Armstrong to remain retired

By wire services
Published September 16, 2005

The tug of war over who leaked documents accusing Lance Armstrong of doping has caused the seven-time Tour de France winner to end his comeback talk.

Armstrong, who recently said this latest fight to clear his name had stoked his competitive desires, said Thursday he is not interested in returning.

"Dealing with all this stuff again, knowing if I were to go back, there's no way I could get a fair shake - on the roadside, in doping control or the labs," Armstrong said.

"I think it's better that way. I'm happy with the way my career went and ended."

Thursday, Dick Pound , the World Anti-Doping Agency chief, accused Hein Verbruggen, the president of UCI, the international cycling federation, of supplying documents L'Equipe used to accuse Armstrong of doping at the 1999 Tour de France.

The French newspaper published evidence allegedly showing six of Armstrong's frozen urine samples from 1999 came back positive for endurance-boosting EPO when they were retested last year.

The UCI said the French reporter acquired "confidential documents which he was able to consult at the UCI after receiving, under false pretext."

"I don't understand why they're not stepping up to that and saying, "Well, I guess we do know how the name got public. We made it possible,"' Pound said.

The UCI criticized Pound for recent public statements on the "likely guilt of the athlete" without knowing all the facts. And Armstrong's agent accused Pound of smearing Armstrong in public without conclusive proof or due process.

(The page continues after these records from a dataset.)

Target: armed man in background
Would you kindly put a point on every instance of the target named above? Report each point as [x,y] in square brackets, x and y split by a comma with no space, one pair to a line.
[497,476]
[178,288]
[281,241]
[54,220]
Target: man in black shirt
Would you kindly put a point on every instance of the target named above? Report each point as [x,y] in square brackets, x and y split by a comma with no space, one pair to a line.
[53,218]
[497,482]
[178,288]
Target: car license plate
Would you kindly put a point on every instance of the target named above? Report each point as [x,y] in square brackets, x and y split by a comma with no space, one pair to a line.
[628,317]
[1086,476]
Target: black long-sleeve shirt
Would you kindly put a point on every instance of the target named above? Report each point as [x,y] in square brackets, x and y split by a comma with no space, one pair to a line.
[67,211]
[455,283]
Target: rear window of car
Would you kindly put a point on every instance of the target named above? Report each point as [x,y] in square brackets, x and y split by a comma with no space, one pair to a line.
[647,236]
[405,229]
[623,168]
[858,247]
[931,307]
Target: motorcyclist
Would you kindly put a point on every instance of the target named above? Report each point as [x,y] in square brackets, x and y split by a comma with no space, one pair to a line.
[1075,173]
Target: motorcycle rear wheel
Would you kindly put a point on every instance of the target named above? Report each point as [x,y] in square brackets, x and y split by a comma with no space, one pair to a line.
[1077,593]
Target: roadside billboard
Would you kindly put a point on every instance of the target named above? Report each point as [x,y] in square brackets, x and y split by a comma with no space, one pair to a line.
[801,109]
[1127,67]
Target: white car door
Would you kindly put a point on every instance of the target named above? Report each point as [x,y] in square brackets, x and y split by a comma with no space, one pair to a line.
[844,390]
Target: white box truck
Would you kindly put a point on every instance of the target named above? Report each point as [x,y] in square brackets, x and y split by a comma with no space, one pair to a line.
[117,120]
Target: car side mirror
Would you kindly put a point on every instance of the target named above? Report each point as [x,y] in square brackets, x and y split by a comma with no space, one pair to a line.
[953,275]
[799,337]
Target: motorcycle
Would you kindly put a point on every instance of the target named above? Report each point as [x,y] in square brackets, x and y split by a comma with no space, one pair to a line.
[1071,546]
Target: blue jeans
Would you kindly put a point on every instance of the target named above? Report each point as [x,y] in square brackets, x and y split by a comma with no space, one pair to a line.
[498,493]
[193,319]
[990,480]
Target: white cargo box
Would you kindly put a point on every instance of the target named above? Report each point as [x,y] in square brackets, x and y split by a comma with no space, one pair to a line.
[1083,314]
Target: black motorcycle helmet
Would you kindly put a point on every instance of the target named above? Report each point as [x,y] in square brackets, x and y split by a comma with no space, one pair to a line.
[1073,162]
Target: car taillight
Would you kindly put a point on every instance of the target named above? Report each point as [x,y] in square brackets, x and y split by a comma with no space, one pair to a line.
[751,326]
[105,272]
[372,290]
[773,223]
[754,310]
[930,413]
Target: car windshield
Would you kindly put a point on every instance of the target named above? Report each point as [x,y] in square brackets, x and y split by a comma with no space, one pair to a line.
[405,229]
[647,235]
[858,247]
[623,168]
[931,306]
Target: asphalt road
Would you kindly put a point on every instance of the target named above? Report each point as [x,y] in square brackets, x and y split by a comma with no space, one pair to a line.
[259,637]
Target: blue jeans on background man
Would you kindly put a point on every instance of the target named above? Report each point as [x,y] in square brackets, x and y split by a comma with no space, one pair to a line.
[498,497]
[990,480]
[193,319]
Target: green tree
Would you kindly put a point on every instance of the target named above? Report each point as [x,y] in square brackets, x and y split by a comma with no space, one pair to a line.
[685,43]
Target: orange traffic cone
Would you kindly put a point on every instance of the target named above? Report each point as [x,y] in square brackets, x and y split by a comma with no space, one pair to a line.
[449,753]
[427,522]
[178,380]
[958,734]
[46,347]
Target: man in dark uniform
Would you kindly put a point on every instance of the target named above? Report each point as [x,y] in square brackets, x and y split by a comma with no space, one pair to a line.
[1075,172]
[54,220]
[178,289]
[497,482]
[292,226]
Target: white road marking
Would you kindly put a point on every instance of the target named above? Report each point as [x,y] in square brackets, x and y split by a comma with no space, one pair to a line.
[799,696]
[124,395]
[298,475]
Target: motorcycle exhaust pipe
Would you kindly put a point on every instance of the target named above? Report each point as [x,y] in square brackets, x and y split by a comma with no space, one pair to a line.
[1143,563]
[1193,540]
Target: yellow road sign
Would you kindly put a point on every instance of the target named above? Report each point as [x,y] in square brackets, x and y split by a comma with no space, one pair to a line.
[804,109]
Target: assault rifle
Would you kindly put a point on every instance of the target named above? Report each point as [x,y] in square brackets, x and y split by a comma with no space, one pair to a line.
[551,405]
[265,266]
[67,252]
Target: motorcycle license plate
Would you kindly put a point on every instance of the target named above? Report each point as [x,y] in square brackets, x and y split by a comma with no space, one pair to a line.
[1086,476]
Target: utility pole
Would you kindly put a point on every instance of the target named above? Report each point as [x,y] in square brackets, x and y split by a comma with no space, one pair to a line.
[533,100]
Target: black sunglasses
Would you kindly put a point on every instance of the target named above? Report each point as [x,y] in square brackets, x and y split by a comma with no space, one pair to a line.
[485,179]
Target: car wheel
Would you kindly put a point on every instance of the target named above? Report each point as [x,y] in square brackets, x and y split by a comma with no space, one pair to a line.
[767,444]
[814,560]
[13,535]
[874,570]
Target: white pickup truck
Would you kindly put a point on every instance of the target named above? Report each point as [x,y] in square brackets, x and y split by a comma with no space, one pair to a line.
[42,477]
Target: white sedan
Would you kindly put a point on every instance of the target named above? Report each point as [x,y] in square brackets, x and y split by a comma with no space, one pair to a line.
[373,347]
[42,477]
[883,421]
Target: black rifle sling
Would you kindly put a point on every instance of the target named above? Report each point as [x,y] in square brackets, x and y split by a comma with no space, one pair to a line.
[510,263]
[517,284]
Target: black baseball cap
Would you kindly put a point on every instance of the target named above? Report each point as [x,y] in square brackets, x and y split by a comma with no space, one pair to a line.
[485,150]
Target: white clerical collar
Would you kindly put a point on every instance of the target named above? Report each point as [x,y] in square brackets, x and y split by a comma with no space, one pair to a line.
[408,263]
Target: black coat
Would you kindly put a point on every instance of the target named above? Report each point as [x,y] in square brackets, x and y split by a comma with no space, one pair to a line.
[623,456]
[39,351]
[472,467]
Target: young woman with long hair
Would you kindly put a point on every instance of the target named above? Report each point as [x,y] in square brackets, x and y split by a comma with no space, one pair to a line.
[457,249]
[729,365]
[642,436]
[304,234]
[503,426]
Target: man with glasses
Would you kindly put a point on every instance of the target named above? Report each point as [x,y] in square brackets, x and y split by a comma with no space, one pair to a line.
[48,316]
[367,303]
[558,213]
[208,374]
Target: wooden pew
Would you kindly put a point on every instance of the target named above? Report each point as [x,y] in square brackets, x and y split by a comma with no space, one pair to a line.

MORE CYCLING: Nicki Sorensen won Stage 18 of the Spanish Vuelta in Avila. He finished the 122-mile stage in 5:05:34, edging Javier Pascual Rodriguez. Defending champ Roberto Heras retained the lead by 4:30 over Denis Menchov. Also, Spain's Santos Gonzalez, who was eighth, was pulled from the race by his team after blood tests showed high red-blood cell level.

BASKETBALL: Connecticut evens series

Taj McWilliams-Franklin had 24 points and 16 rebounds and made the go-ahead jumper in overtime to help host Connecticut beat Sacramento 77-70 and tied the WNBA Finals at 1. Game 3 is Saturday. Connecticut's Brooke Wyckoff's 3-pointer with two seconds left sent the game into overtime tied at 70. After McWilliams-Franklin put the Sun ahead in OT, she got a defensive rebound with 1:55 left and fired a pass nearly fullcourt, hitting Nykesha Sales for a layup.

NBA: Yuta Tabuse, the first Japanese-born player to appear in a game, signed with the Clippers. He averaged 1.8 points in four games with Phoenix last season.

TENNIS: Nadal must wait

Top-seeded Rafael Nadal sat again after rain postponed all matches of the China Open in Beijing. Nadal, whose first match was delayed two days because his opponent, Wang Yeu-tzuoo, was completing business in Turkey, was scheduled to play Justin Gimelstob.

BCR OPEN: Romanians Andrei Pavel and Victor Hanescu reached the quarterfinals in Bucharest, Romania. A Romanian has not reached the final in the event's 12 years. Pavel, who next faces Florian Mayer, beat Oliver Marach 3-6, 7-6 (7-2), 6-4. Hanescu, a French Open quarterfinalist this year who next plays Ruben Ramirez Hidalgo, beat Davide Sanguinetti 6-2, 6-3.

WISMILAK INTERNATIONAL: Alona Bondarenko, who had beaten a top-20 opponent only once, beat No.14 Alicia Molik 6-4, 6-2 in the second round in Bali, Indonesia. She led 5-1 in the first set and 4-0 in the second.


GREYHOUNDS: St. Petersburg Puppy Preview is tonight at Derby Lane. The card's eighth race will start at about 9:30, and Rambition is the fastest of eight qualifiers.

OBITUARY: Lloyd C.A. Wells, who scouted for the Chiefs in the AFL before becoming an adviser to Muhammad Ali, died Monday in Houston of complications of Alzheimer's disease, his daughter said. He was 81. He signed eight future All-Pros for the Chiefs, including Otis Taylor, Buck Buchanan and Curley Culp. He worked for Ali for eight years, later worked with former world champions Thomas Hearns and George Foreman.